Earlier this month, the United Nations Environment Programme (UNEP) released its annual Adaptation Gap Report and Emissions Gap Report ahead of its ongoing climate change conference COP27 in Egypt. Both reports highlighted the need for a radical shift to tackle the climate crisis, noting today’s global actions were not keeping pace with real-work risks on impacts on planet and people and that there was a concerning lack of funding behind real change.
For beauty and personal care, as with every consumer goods industry worldwide, this held very real implications. And Helga Hertsig-Lavocah, senior futurologist and founder of Hint Futurology, said today’s climate crisis had to be addressed with very real responses from formulators, manufacturers and brands.
Speaking to attendees at this year’s SCS Formulate in Coventry, UK, Hertsig-Lavocah said: “I decided to do a very practical forecast this time; I really wanted to get down to the nitty gritty nuts and bolts. I think cold showers is something formulators really have to think about, and I think there are three reasons for this.”
Cold showers – cost-of-living crisis, eco concerns and anxiety
The cost-of-living crisis had recently gained prominence in most people’s lives, she said, as had eco concerns and anxiety – all strong drivers behind a future of cold showering.
Many consumers were being forced into taking shorter and colder showers to keep costs down and many were also doing so to limit water use and reduce overall environmental impact, she said. The challenge for beauty formulators was creating products that worked in-use, with colder water temperatures and for shorter durations, she said.
Beyond this, there was the mental health aspect to consider, with proven benefits to cold showering such as helping with anxiety, she said. And this was a movement Hertsig-Lavocah said would likely gain ground and could be even be encouraged by brands, with the right product offerings.
But this angle of wellbeing still faced a “huge conflict” because warm showers and bathing remained a widely appreciated form of self-care amongst consumers living through another crisis: the mental health crisis.
“My challenge is: how do we make cold showers indulgent?”
Viscosity, fast suds and pits and bits
Formulators ought to, perhaps, start thinking more carefully about viscosity of shower products, the futurologist said, so that they washed off well and quickly in cold showers. Industry could pivot on the concept of “fast suds” and “no-rinse” products, she said, creating new and exciting products in this space or upgrading existing offerings.
The future may even require brands to start encouraging new ways of washing – changing consumer habits directly – which could tap into the slowly building movement of just washing ‘pits and bits’ versus the entire body daily.
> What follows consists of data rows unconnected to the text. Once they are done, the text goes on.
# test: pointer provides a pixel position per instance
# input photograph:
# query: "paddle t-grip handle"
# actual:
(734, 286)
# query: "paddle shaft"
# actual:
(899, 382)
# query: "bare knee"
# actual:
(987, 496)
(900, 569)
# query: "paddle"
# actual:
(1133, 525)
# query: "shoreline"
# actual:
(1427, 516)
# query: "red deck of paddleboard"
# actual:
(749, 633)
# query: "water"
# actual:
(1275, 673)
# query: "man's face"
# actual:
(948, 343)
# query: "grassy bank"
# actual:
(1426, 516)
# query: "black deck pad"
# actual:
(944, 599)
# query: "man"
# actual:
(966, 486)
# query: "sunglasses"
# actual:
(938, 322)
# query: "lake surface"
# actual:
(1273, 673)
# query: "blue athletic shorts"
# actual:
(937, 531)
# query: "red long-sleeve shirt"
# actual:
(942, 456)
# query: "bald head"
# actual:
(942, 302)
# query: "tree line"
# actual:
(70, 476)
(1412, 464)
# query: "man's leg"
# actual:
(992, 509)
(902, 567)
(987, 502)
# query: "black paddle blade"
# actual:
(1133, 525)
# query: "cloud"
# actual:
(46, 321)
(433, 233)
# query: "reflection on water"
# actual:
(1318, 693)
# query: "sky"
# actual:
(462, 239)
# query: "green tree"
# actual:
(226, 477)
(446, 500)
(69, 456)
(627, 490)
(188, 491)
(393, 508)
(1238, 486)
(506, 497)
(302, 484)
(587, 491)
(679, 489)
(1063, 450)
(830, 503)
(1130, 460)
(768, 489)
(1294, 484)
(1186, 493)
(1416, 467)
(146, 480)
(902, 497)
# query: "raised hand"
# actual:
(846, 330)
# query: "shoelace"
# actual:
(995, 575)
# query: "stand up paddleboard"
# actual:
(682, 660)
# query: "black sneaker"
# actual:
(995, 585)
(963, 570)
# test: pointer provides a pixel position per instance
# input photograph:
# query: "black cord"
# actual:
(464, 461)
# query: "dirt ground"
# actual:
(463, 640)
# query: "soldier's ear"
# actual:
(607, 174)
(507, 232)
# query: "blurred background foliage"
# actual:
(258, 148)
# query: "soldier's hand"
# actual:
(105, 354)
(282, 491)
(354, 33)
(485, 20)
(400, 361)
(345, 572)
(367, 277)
“This is, of course, a huge shift that would happen in the way we live because showering and hygiene is very much part of our day-to-day routine. You get up and have a shower. How does that change overnight? And there is no easy route.”
Particularly with consumers more stressed and living through converging crises, she added.
Inspiration from beyond
As industry worked to think differently in daily hygiene routines, particularly showering, Hertsig-Lavocah said there was plenty of innovations and existing products to be drawn upon outside of traditional beauty and personal care.
Hospitals, for example, were an area industry could draw inspiration from, taking products to “upgrade and transplant into the luxurious beauty space” – think body wipes and sponge baths, she said.
“I think we could take medicalised, less-fancy products, and make them more inspirational.”
Another source of inspiration was the beer category. Japanese drinks major Suntory had recently launched a high concentration and high alcohol (Alc. 16%) ABV Beer Ball, designed to be mixed or ‘dosed’ by the consumer over carbonated water according to taste and preference, she said. The beer allowed consumers to “create a formula at the strength they want”, she said, which could perhaps be applied to shower gels.
Another Japanese invention, although already in personal care, was from the brand Bathclin that offered a drop-in-bath product designed to add bubbles and nothing else. “I think that’s also a really interesting way to look, in terms of helping consumers customise. Adding things, creating almost a building-block system.”
Hertsig-Lavocah said the hope was that the beauty and personal care industry could start to truly rethink and innovate shower and bath care – for the good of people and planet – with these very practical ideas, at a formulation level.
“This is a request, a to-do list. Showers will be cold and maybe also showers should be shorter. What does that mean to us?
…I just hope next year I’ll be able to see all these amazing products launched,” she said.